More than half of Latinos say they worry about deportation
A majority of Hispanics in the U.S. (55%), regardless of legal status, say they worry “a lot” or “some” that they, a family member or a close friend could be deported, up from 47% who said the same in 2017.
Hispanics who are immigrants themselves or have immigrant parents are more likely than U.S.-born Hispanics to say they worry about deportation. Fully two-thirds (66%) of immigrant Hispanics say they worry about deportation, compared with 43% of those who were born in the U.S. The share rises to 78% among those who are likely unauthorized immigrants – that is, they are not U.S. citizens and they do not have a green card.
Latinos who speak Spanish as their primary language are also more likely to worry about deportation than those who speak English as their primary language. In addition, Democratic Latinos are almost twice as likely as Republican Latinos to say they worry about deportation.
In the first eight months of the Trump administration, immigration arrests in the interior of the U.S., particularly of immigrants without a criminal background, increased by 42% over the same period the year before. This year, the Trump administration started a zero-tolerance policy (later revised) that led to the separation of thousands of families after crossing the border illegally. However, the number of deportations under Trump are still below record levels reached during the Obama administration.
About seven-in-ten Latinos (71%) say they have talked about the immigration policy debate with family, friends or coworkers since Trump became president, 9 percentage points higher than those who said so in 2010 (62%). The current survey was taken as the Trump administration is restricting or attempting to restrict immigration and has adopted enforcement policies at the border aimed at reducing the number of immigrants crossing illegally and those seeking asylum in the U.S. The 2010 survey was taken shortly Arizona enacted a controversial law (most of which was later blocked by the courts) to reduce the number of unauthorized immigrants.
Fully 80% of Latinos who are registered to vote in the coming midterm elections say they have talked about the immigration debate, compared with 64% of those not registered to vote.
Latinos who were born in the U.S. or have at least some college education are more likely than their counterparts to have talked about immigration policy. In addition, Latinos ages 18 to 29 are most likely to say (79%) they have talked about immigration than most older groups.
When asked about participating in a protest or demonstration to support immigrant rights, 16% of Latinos say they have done so since Trump became president (about the same share who said that in 2010).
Some subgroups among Latinos are more likely than others to report having done this. About one-in-four Latinos ages 18 to 29 (23%) have participated in a protest, a higher share than in other age groups.
Also, a higher share of Latino Democrats than Republicans say they have participated in a protest.
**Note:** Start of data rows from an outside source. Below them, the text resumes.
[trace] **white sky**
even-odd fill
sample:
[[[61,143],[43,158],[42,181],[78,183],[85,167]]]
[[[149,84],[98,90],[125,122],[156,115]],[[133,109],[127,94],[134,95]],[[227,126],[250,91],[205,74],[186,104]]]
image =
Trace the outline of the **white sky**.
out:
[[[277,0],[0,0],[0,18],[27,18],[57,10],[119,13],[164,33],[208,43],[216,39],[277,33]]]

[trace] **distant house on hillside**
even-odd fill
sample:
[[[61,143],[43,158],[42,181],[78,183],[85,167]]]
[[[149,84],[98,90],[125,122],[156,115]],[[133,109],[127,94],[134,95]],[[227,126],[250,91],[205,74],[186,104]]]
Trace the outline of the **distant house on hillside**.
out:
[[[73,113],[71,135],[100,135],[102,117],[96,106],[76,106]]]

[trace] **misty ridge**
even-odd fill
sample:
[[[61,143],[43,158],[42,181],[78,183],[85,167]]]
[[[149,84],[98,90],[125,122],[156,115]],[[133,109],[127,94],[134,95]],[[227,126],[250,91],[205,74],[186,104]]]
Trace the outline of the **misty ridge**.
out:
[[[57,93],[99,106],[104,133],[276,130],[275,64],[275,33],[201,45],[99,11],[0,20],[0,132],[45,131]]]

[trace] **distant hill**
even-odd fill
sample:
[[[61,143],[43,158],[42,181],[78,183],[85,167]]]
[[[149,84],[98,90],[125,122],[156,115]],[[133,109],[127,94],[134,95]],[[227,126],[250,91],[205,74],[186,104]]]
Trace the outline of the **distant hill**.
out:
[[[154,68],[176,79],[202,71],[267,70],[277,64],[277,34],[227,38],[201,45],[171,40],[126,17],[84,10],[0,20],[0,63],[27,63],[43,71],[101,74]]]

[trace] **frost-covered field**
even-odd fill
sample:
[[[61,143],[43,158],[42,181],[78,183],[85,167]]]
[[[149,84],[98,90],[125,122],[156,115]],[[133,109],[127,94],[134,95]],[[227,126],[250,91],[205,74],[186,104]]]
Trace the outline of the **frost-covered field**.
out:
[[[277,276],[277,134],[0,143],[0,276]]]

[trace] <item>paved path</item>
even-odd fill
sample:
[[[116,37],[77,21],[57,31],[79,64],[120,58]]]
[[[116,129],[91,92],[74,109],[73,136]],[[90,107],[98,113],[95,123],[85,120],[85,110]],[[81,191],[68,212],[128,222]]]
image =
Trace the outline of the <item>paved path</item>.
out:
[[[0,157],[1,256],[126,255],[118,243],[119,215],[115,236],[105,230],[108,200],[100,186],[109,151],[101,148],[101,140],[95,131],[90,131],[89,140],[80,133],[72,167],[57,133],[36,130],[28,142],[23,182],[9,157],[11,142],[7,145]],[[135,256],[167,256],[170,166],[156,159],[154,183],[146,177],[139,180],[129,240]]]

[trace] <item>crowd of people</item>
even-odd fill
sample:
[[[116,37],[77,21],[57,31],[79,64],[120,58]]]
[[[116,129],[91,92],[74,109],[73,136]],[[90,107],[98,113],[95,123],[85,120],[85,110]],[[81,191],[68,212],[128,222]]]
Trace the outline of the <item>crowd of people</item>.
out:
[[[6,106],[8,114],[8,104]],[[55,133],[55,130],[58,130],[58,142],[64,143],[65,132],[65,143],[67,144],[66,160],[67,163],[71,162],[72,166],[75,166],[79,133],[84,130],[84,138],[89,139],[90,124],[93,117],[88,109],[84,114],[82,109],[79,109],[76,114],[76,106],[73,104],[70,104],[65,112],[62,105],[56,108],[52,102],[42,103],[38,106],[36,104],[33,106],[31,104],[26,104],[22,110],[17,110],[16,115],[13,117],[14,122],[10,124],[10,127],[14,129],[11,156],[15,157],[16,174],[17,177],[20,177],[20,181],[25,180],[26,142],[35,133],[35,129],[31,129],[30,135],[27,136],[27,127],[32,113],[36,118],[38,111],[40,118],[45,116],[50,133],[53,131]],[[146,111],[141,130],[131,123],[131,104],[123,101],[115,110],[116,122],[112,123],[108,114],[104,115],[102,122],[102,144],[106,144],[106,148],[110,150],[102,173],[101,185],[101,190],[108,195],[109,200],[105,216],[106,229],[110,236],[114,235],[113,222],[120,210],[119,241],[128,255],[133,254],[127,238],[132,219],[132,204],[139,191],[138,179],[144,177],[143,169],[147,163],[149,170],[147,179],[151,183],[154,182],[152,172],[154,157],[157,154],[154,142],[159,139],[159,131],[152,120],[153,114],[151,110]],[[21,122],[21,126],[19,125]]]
Similarly, those who are U.S. born are more likely than immigrants to say they have participated in a demonstration. Among those born in the U.S., Latinos with at least one immigrant parent (28%) are significantly more likely to have participated in a demonstration than those without an immigrant parent (14%).
In addition, 19% of Latinos who are registered to vote said they have attended an immigrant rights demonstration, a number similar to those who are not registered to vote (15%).
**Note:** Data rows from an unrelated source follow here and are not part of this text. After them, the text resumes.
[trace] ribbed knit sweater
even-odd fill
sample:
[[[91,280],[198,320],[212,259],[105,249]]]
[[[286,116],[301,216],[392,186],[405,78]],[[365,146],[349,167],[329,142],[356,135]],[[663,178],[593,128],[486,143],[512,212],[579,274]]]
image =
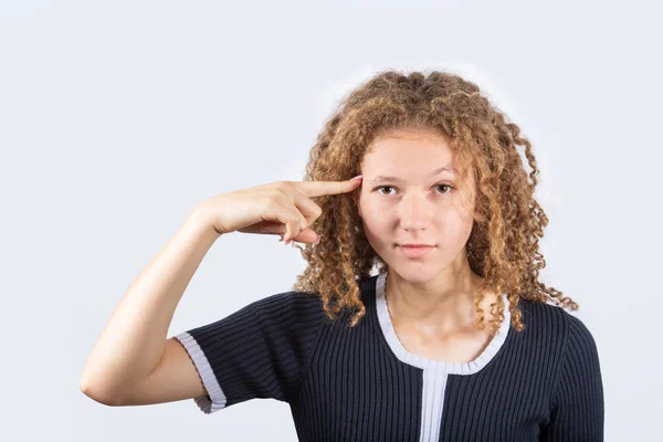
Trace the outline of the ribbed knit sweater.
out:
[[[301,441],[602,441],[594,339],[576,316],[520,299],[467,364],[408,351],[393,330],[387,273],[359,281],[366,316],[328,319],[319,296],[284,292],[176,336],[208,394],[206,413],[255,398],[290,404]],[[508,299],[503,298],[508,306]]]

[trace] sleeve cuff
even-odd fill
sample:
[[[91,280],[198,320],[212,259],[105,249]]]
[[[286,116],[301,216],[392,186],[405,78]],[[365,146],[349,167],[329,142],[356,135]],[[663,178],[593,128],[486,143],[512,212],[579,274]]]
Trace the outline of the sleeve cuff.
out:
[[[210,362],[204,355],[204,351],[200,348],[193,336],[189,333],[183,332],[175,336],[177,340],[185,347],[189,357],[193,361],[193,365],[198,369],[198,373],[202,379],[208,394],[194,398],[196,404],[206,414],[210,414],[225,408],[225,394],[221,390],[221,386],[214,376],[214,371],[210,366]]]

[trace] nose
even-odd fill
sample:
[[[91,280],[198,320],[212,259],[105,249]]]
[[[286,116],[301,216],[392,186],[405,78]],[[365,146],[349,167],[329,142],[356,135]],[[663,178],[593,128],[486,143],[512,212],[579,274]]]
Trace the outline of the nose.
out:
[[[398,212],[400,227],[403,230],[424,230],[432,217],[432,204],[425,196],[412,192],[399,201]]]

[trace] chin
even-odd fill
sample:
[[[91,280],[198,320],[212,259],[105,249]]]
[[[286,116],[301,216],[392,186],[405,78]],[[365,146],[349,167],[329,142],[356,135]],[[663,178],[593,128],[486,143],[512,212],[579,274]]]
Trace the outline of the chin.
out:
[[[424,283],[438,276],[443,270],[440,265],[421,261],[403,262],[397,259],[388,261],[387,264],[390,272],[397,273],[410,283]]]

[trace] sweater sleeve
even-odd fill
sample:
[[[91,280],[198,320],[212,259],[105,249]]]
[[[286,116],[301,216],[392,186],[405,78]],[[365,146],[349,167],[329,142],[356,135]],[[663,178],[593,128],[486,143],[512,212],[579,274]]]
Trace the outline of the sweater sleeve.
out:
[[[576,316],[568,318],[566,351],[552,396],[549,423],[541,441],[602,441],[603,382],[596,341]]]
[[[286,292],[256,301],[214,323],[182,332],[213,413],[250,399],[288,401],[307,368],[324,314],[319,297]]]

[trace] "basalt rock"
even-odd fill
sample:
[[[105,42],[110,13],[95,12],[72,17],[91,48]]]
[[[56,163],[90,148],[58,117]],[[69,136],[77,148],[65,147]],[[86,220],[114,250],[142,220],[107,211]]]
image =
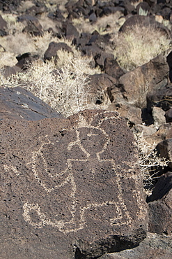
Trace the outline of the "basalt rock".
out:
[[[145,108],[147,94],[155,90],[157,94],[159,94],[157,90],[163,90],[167,85],[168,72],[166,60],[160,55],[143,66],[120,76],[118,88],[129,104]],[[148,109],[148,106],[147,103]],[[150,111],[151,108],[152,107]]]
[[[108,253],[100,259],[169,259],[172,256],[172,237],[149,232],[148,237],[132,249]]]
[[[117,113],[4,120],[0,131],[3,258],[94,258],[146,237],[137,151]]]
[[[62,115],[26,90],[0,88],[0,120],[39,120],[54,117]]]

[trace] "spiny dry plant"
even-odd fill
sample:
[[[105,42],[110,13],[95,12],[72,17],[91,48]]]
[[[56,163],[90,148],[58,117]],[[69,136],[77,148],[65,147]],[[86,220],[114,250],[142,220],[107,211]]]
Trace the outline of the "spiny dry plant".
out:
[[[158,178],[158,169],[167,167],[169,161],[161,158],[155,149],[155,146],[148,143],[143,134],[134,133],[139,149],[139,164],[143,178],[143,187],[148,194],[155,185],[155,181]]]
[[[147,63],[170,47],[170,39],[158,29],[139,24],[114,39],[114,55],[120,66],[131,71]]]
[[[69,116],[86,108],[97,108],[95,97],[90,94],[88,75],[84,72],[91,70],[88,66],[86,59],[68,55],[61,68],[57,68],[54,59],[45,63],[36,61],[28,65],[26,72],[2,80],[4,85],[21,86],[58,112]],[[109,102],[104,102],[99,108],[106,108]]]

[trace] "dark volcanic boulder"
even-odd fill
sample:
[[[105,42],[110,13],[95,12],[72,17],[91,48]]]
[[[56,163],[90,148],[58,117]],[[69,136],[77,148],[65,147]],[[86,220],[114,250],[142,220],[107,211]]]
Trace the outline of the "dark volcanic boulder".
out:
[[[136,25],[146,27],[153,27],[153,28],[159,29],[163,34],[165,34],[166,36],[170,37],[169,30],[161,23],[156,22],[153,16],[138,15],[132,15],[126,20],[125,23],[120,28],[119,31],[127,32],[129,29]]]
[[[169,67],[165,58],[159,55],[143,66],[120,76],[118,88],[130,104],[145,108],[148,92],[155,90],[159,94],[159,88],[164,89],[167,85],[168,72]],[[147,108],[150,110],[148,106],[147,102]],[[151,104],[149,106],[151,106]]]
[[[6,35],[6,29],[7,29],[7,22],[0,15],[0,36]]]
[[[54,117],[62,115],[26,90],[0,88],[0,120],[39,120]]]
[[[172,83],[172,51],[166,57],[166,62],[169,66],[169,78],[171,83]]]
[[[29,15],[22,15],[18,17],[18,22],[24,22],[26,24],[24,28],[23,32],[26,32],[35,36],[41,35],[42,34],[42,27],[38,20]]]
[[[3,258],[93,258],[146,237],[137,151],[117,113],[4,120],[0,131]]]
[[[172,237],[148,233],[139,246],[108,253],[99,259],[170,259],[171,257]]]

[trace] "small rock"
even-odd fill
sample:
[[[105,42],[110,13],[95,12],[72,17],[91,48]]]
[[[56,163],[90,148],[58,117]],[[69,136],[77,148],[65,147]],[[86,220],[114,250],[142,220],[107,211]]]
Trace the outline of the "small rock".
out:
[[[0,88],[0,120],[39,120],[54,117],[63,116],[26,90]]]
[[[159,128],[161,125],[166,123],[166,113],[161,108],[154,106],[152,113],[154,120],[154,125],[157,128]]]

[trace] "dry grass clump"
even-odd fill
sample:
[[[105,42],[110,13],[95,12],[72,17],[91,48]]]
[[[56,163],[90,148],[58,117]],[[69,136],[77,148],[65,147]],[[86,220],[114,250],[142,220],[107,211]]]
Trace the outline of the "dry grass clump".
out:
[[[148,143],[142,134],[134,134],[134,136],[139,148],[139,164],[143,178],[143,187],[150,194],[158,178],[158,169],[167,167],[169,161],[159,156],[154,145]]]
[[[68,56],[60,69],[54,60],[44,63],[37,61],[29,65],[25,73],[3,78],[8,87],[21,86],[31,91],[65,116],[86,108],[95,108],[94,99],[89,93],[88,62]],[[105,108],[103,104],[99,108]]]
[[[114,41],[114,55],[122,68],[131,71],[169,48],[170,39],[153,27],[136,25]]]

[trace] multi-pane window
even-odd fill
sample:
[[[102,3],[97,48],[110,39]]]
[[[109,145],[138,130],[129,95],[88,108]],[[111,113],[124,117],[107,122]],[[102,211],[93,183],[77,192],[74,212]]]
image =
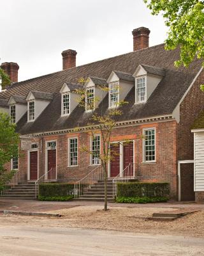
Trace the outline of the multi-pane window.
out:
[[[69,114],[69,93],[62,94],[62,115]]]
[[[69,139],[69,166],[78,164],[78,142],[77,138]]]
[[[100,136],[96,135],[92,137],[91,143],[91,164],[99,164]]]
[[[119,101],[119,84],[110,85],[110,107],[115,107]]]
[[[13,157],[11,159],[11,169],[18,169],[18,157]]]
[[[32,149],[38,148],[38,144],[32,144],[31,148]]]
[[[144,160],[145,162],[155,161],[155,129],[144,130]]]
[[[142,102],[145,100],[145,78],[141,77],[136,79],[136,102]]]
[[[29,102],[29,120],[33,121],[34,120],[34,102],[30,101]]]
[[[10,115],[12,123],[15,123],[15,105],[11,106]]]
[[[86,110],[94,109],[94,89],[89,88],[86,90]]]

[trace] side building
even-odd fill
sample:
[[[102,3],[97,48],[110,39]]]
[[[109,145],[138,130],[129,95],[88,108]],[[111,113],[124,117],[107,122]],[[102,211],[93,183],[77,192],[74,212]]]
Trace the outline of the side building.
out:
[[[108,177],[120,175],[131,164],[133,178],[170,182],[173,198],[194,200],[193,164],[182,164],[178,173],[178,162],[193,159],[191,127],[204,108],[202,63],[195,60],[188,68],[176,68],[179,49],[166,51],[164,44],[149,47],[149,33],[145,28],[133,30],[133,52],[76,67],[76,52],[67,50],[62,53],[63,70],[13,80],[0,93],[0,109],[17,123],[23,154],[8,168],[19,170],[28,182],[47,173],[47,179],[74,183],[100,166],[96,156],[80,150],[82,145],[92,152],[101,147],[97,128],[94,141],[86,132],[91,113],[77,103],[78,81],[89,78],[87,95],[101,99],[96,111],[105,113],[117,100],[128,102],[121,107],[123,115],[111,138],[118,154],[108,164]],[[13,63],[2,67],[16,79],[10,65],[18,72]],[[101,85],[109,88],[103,97]],[[122,144],[127,138],[130,143]]]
Hispanics and the number of immigrants in the U.S.
Thinking about the number of immigrants living in the U.S. today, Latinos have dramatically shifted their views from a decade ago. Today, about half of Latinos (48%) believe there is about the right amount of immigrants living in the U.S., while a quarter say there are too many immigrants and 14% say there are too few. By comparison, in 2007 (the last time this question was asked), Latinos were split between saying there were too many immigrants (42%) and the right amount (41%). Only 9% thought there were too few.
Meanwhile, Latinos ages 65 and older are about as likely to say there are too many immigrants as that there is the right amount, while in other age groups the largest share says the amount of immigrants is right.
Another key factor linked to attitudes about the number of immigrants is education. Latinos with lower levels of education are more likely than those with at least some college education to say too many immigrants are living in the country today.
Views of immigration policies
Latinos have stronger ties to their immigrant roots than the U.S. general public, and their views about recently discussed immigration policies reflect this. Compared with the general public, a larger majority of Latinos are in favor of granting legal permanent residence to unauthorized immigrants who were brought to this country as children (87% among Latinos vs. 73% among the general public) and oppose substantially expanding the wall at the U.S.-Mexico border (75% among Latinos vs. 56% of the general public).
Latinos who are immigrants or whose parents immigrated are especially likely to favor granting legal status to immigrants who came to this country as children. Fully 93% of Latino immigrants favor expanding the protections for childhood arrivals, compared with 81% of those born in the U.S. Among the foreign born, nearly all (96%) of those who are not U.S. citizens support this initiative, compared with 88% of those who are naturalized citizens.
Among those born in the U.S., those who have an immigrant parent are more likely to support granting legal status (88%) than those whose parents were born in the U.S. (75%). In addition, Latinos who predominantly speak Spanish are more likely to favor this policy (95%) than those who are bilingual (86%) or are predominantly English speakers (81%).
Hispanics who are immigrants themselves or have at least one immigrant parent are also more likely to oppose expanding the border wall. About eight-in-ten (81%) immigrant Hispanics oppose expanding the wall, compared with about seven-in-ten (69%) of those born in the U.S. Among the U.S. born, three-in-four (75%) second-generation Hispanics oppose expanding the wall at the border versus 64% of Hispanics who are third generation or more.
Hispanics of Mexican origin are also more likely to oppose the wall (80%) than are those of other origins (68%). In addition, Hispanic Democrats are significantly more likely to oppose this policy than are Hispanic Republicans (87% versus 46%).